Tuesday, April 1, 2025

Unifying our external senses and our spiritual powers

WE should do our best to pursue this ideal. We know that due to our wounded condition here on earth, there is division and conflict between our corporeal and spiritual dimensions of our life. St. Paul articulated this condition well when he said: “I do not do the good I want to do, but the evil I do not want to do—this I keep on doing.” (Rom 7,19) 

 But there is always hope as long as we also train ourselves precisely to unify our external senses and corporeal faculties, and our spiritual powers. Unifying our external senses and our spiritual powers brings about the basic unity of life we are meant to have. It’s a way to achieve that ideal condition of our life where we become recollected and contemplative even in the midst of our earthly affairs. 
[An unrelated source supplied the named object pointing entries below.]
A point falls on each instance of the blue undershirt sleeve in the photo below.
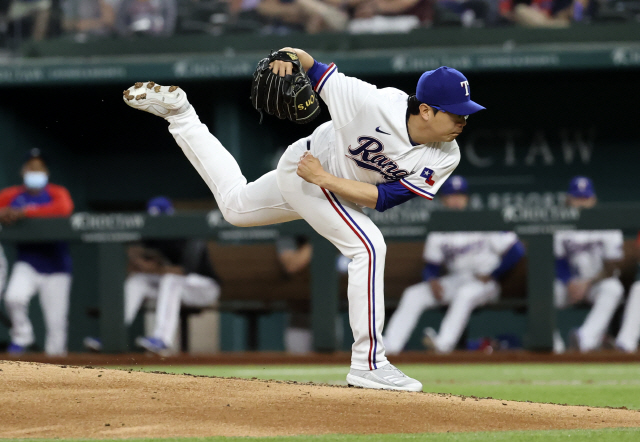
(509, 259)
(431, 271)
(392, 194)
(563, 270)
(316, 72)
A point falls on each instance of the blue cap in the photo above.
(581, 187)
(34, 153)
(160, 205)
(448, 89)
(455, 184)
 And by unity of life, we mean the ideal of first of all letting our spiritual powers be animated by the spirit of God, and then letting our spiritual powers animate our external senses. The perfection of this unity of life is when we manage to unite ourselves in the life and nature of God as we are meant to be, since we are God’s image and likeness. 

 Of course, our external senses—sight, hearing, feeling, etc.—feed our spiritual powers of our intelligence and will with raw data, but these spiritual powers of ours, in a manner of speaking, should refine and purify the data received, and animate them with the spirit of God, that is, with our faith, hope and charity. 

 We should avoid reversing the roles between our corporeal and spiritual faculties, making our external senses rule and dominate our spiritual powers. Nowadays, this anomaly is taking place and is quite common even. Our external senses are now overstimulated to such an extent that they deaden or numb our spiritual faculties. 

 As consequences, we are seeing a rise in mental illness and a greater vulnerability to demonic possessions and other irregular situations. Many people, especially the young ones, are falling into all kinds of obsessions and addictions. 

 The main problem, of course, is that the senses are not united or inspired by faith. They are just left on their own, ruled mainly by instincts and other biological factors. Or at best they may be guided only by an intelligence that is not yet enlightened by faith. 

 And things can become so bad that these senses can get quite hostile to anything related to faith that definitely involves spiritual and supernatural realities. We need to realize that the first, last and constant object that our senses should perceive is God since he is the origin of everything, the maintainer of the existence of all things. He is everywhere. .

As St. Augustine once said: “To find where God is may be difficult, but to find where he is not, that is even more difficult.” And to be sure, God’s presence in everything is not something cold and indifferent. It is full of love and solicitude. He is always and actively intervening in our lives. 

 We need to train our senses to be guided by our Christian faith, hope and charity, so we can capture this very consoling reality. They should not just be left on their own, guided and ruled only by factors other than our faith, hope and charity. That state of affairs would lead us nowhere other than trouble. 

 Thus, if we are serious with guiding our senses and emotions with faith, we have to realize that our faith should not just be an intellectual affair, lived and pursued only in the spiritual world of good intentions and right doctrine. It has to involve the basic elements of our humanity, which are our senses, our feelings, our emotions and passions.